Many people may not realize that ingredient sourcing highlights a very important distinction between vitamins—the difference between vitamins sourced from natural ingredients, such as food or herbs, and vitamins created synthetically in a lab. In response to an emerging body of research supports the premise that synthetic vitamins don’t act the same in our bodies as their natural counterparts, a growing number of consumers are actively seeking more naturally sourced ingredients. Here is a breakdown of the four major categories of ingredient sourcing for vitamins.

Natural vitamins

This category very broadly refers to vitamins sourced from ingredients found in nature.

Whole-food vitamins

Vitamin and mineral nutrients extracted from vegetables, fruits and medicinal plants that your body easily recognizes and absorbs as whole-food complexes. Though these supps might contain smaller amounts of nutrients, they’re free from fillers and binders, which can affect bioavailability (how your body recognizes and absorbs the nutrients).

Food-based vitamins

Something of a hybrid approach, food-based vitamins are made by using enzymes to compound synthetic and natural vitamins with vegetable proteins. Typically, they are a blend of natural and synthetic nutrients that feature a whole-food or herbal base. Such formulas often minimize stomach upset and enhance absorption of USP synthetic vitamins by enhancing the overall bioavailability of the supplement.

Synthetic vitamins

Created in a lab through synthetic processes, these vitamins are made from isolated nutrients derived from natural sources like soy, lanolin, sago palm, sugar beets, corn starch, or rice starch, to name a few. The manufacturing process include chemicals, solvents and heat to distill or reduce down nutrients into a particular isolated chemical structure that is called a “pure” vitamin. Even if you now know the differences between the kinds of vitamins, it can still be challenging to know what to look for when you choose a supplement. Here are five pertinent questions to consider before choosing a supplement:

Is the product independently tested?

This can help ensure that a supplement contains what it claims, in the dose listed on the label, without impurities. A seal is another easy way to confirm purity, but products without seals are not necessarily inferior.

Does the manufacturer have a good reputation for quality control, research and customer service?

You can educate yourself on this front by reading independent reviews, looking for a seal of certification, or getting specific recommendations from your healthcare practitioner. At the very least, you can check a company’s website and see what they have to say about their ingredient sourcing and quality control practices.

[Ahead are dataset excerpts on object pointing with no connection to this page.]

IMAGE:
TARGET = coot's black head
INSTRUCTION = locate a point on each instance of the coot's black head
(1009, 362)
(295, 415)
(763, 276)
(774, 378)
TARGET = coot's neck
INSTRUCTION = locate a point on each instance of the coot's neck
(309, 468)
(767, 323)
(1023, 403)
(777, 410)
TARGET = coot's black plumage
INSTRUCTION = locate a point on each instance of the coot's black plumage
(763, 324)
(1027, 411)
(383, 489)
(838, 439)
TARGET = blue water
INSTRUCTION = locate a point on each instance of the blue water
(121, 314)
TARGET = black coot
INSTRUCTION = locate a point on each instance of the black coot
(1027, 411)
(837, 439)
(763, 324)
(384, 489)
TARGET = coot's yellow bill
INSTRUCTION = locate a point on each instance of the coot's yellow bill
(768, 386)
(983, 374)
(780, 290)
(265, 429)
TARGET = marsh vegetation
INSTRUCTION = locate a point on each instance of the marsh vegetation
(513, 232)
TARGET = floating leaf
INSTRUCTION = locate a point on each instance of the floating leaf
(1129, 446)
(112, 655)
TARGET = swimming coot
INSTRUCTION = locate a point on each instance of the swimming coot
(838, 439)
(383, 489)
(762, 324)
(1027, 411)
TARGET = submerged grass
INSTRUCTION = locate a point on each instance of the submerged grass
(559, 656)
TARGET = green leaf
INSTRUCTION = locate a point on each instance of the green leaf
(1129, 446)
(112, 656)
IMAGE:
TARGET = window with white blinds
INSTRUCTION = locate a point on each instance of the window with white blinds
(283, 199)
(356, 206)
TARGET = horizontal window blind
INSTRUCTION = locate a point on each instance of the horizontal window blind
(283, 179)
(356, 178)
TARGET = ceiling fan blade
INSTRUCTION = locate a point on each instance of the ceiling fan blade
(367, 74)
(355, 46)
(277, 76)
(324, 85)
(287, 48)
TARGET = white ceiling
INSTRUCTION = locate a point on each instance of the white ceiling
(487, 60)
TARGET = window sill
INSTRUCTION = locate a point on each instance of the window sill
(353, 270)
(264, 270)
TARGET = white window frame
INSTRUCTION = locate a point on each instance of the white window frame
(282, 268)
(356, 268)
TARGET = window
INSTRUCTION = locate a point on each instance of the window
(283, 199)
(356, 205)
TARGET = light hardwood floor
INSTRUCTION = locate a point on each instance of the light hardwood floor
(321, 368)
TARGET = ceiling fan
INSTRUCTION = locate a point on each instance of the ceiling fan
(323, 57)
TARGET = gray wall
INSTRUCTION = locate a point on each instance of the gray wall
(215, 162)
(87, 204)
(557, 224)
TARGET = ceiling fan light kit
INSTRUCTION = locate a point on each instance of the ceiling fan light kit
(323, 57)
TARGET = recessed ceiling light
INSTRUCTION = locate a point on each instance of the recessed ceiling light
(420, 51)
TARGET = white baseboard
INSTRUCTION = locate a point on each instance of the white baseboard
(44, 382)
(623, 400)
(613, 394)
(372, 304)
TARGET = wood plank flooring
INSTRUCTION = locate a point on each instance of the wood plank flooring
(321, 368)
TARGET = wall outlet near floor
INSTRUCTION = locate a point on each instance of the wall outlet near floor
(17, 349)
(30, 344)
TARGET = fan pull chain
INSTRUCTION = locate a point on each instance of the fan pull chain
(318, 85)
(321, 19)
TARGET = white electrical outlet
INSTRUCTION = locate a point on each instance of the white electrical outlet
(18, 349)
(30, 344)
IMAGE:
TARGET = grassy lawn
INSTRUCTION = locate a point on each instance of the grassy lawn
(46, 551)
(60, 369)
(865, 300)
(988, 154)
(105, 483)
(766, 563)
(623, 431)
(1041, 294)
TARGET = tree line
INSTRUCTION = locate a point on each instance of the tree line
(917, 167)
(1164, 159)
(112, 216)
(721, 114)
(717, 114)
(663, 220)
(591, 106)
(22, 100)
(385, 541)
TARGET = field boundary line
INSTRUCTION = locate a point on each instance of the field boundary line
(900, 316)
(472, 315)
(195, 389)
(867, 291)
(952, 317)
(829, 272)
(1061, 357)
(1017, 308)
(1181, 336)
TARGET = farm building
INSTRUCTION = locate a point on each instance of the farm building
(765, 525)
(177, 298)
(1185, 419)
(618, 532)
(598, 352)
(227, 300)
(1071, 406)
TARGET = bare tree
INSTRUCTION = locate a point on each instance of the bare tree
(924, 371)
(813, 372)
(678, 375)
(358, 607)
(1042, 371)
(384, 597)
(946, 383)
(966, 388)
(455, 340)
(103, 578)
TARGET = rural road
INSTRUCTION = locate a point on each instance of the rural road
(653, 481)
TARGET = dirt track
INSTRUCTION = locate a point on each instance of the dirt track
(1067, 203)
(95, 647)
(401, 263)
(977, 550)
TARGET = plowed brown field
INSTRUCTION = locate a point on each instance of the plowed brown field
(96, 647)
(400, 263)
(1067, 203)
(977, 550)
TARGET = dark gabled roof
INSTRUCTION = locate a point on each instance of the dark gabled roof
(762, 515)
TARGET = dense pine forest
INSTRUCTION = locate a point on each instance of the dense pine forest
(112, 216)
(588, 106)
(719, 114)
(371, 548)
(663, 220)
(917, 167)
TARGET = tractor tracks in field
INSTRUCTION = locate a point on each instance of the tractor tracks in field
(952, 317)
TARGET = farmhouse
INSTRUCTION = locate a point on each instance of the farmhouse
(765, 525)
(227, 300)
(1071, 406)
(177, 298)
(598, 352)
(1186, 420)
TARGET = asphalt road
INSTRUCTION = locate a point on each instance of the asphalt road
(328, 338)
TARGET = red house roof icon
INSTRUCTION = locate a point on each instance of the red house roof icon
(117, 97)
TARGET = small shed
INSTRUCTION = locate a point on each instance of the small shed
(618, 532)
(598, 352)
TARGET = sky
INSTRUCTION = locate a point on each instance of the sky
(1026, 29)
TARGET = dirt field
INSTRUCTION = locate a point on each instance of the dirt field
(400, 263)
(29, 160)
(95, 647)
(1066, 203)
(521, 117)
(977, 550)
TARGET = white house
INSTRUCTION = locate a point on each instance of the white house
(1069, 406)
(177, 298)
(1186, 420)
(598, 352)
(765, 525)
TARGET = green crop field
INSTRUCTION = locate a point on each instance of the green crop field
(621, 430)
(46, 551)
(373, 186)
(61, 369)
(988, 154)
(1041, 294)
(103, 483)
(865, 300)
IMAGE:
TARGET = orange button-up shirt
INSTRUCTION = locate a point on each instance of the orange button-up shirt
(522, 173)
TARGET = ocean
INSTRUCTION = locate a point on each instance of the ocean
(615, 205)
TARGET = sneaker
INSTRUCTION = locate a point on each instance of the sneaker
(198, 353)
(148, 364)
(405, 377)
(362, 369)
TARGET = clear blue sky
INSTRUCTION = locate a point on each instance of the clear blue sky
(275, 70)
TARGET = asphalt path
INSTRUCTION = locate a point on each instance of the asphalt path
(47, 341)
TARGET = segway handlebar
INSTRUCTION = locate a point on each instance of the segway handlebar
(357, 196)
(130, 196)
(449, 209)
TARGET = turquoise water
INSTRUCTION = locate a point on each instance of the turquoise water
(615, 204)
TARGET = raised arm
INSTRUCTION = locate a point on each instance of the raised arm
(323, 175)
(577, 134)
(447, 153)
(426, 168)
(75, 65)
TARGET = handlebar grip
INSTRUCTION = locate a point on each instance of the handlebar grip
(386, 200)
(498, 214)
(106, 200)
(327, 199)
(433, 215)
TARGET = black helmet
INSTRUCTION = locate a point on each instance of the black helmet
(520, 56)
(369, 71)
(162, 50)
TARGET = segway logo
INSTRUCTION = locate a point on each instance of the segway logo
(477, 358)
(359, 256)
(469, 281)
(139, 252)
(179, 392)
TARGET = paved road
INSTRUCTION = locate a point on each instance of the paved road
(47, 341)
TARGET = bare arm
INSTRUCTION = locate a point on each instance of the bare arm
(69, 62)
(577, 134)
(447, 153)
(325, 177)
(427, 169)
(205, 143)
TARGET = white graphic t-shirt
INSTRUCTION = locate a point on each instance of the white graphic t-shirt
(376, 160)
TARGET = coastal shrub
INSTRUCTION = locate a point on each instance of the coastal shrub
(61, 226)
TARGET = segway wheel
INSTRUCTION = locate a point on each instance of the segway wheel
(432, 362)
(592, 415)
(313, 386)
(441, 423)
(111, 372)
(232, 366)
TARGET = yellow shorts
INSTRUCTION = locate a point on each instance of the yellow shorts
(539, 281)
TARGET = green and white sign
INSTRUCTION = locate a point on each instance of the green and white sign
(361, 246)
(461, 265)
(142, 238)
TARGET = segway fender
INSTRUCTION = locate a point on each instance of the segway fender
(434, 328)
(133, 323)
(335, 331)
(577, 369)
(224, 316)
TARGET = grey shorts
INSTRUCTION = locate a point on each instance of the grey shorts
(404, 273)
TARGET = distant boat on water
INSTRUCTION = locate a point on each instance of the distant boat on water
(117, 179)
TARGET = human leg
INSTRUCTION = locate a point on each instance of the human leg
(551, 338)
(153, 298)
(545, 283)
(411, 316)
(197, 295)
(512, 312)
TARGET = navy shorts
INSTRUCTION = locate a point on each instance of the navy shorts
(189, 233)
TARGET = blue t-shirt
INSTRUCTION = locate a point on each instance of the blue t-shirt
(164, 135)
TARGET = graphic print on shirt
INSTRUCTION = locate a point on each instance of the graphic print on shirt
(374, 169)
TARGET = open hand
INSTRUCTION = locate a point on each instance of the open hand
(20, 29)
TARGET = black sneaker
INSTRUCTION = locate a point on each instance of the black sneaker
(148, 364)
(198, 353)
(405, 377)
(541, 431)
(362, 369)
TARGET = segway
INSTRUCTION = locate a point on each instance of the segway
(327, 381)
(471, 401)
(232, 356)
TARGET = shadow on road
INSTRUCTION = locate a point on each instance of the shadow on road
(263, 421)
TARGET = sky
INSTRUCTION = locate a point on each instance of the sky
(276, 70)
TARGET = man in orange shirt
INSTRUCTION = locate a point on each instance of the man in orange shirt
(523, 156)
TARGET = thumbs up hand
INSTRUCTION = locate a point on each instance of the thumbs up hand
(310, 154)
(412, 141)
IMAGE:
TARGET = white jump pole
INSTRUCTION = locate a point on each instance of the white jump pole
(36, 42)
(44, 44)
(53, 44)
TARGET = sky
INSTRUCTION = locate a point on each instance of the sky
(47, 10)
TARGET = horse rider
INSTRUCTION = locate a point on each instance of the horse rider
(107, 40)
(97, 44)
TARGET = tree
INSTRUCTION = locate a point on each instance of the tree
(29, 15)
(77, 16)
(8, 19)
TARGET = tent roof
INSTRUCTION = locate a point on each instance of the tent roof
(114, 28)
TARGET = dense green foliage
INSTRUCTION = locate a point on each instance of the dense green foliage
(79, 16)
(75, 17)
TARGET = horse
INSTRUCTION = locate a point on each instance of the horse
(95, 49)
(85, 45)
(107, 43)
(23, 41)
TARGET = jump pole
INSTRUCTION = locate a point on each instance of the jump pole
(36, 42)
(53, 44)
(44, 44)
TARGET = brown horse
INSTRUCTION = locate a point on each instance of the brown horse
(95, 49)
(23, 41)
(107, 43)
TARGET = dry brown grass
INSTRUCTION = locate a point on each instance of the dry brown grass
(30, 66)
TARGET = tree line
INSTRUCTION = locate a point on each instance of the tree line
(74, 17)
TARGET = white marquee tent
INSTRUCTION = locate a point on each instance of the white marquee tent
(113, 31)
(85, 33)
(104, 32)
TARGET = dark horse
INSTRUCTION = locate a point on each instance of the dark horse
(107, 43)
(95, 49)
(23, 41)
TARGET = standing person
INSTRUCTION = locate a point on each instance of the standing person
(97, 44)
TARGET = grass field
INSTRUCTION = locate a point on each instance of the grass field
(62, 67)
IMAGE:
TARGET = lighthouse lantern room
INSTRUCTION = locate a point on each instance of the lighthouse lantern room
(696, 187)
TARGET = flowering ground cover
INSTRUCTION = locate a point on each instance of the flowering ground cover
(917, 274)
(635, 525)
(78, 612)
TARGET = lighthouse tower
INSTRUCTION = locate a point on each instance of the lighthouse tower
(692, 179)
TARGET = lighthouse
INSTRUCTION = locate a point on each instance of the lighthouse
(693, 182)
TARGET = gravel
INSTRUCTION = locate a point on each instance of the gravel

Is the product backed by clinical research?

This one is especially relevant if you are taking a product for a specific health reason, rather than as a more generalized way to support overall health. If a product does have research backing its efficacy, you should be able to find it easily on the company’s website.

Are there any unnecessary additives in the ingredients list, such as sugar, lactose, dyes, or flavors?

A few supplement additives are unavoidable, but in general the shorter the list of ingredients the better. Some red flags to look out for are artificial sweeteners or dyes, both of which are unnecessary.

Does the product display its ingredients and sourcing?

One surefire way to make sure your supplement components have been sourced from quality ingredients is to simply look for the words “ingredients” and “sourcing” on the label. If a manufacturer puts those words together on a bottle, chances are they are proud to disclose the ingredients inside. If, on the other hand, the ingredients are of questionable quality, chances are the manufacturer will opt to conveniently omit that information from the bottle.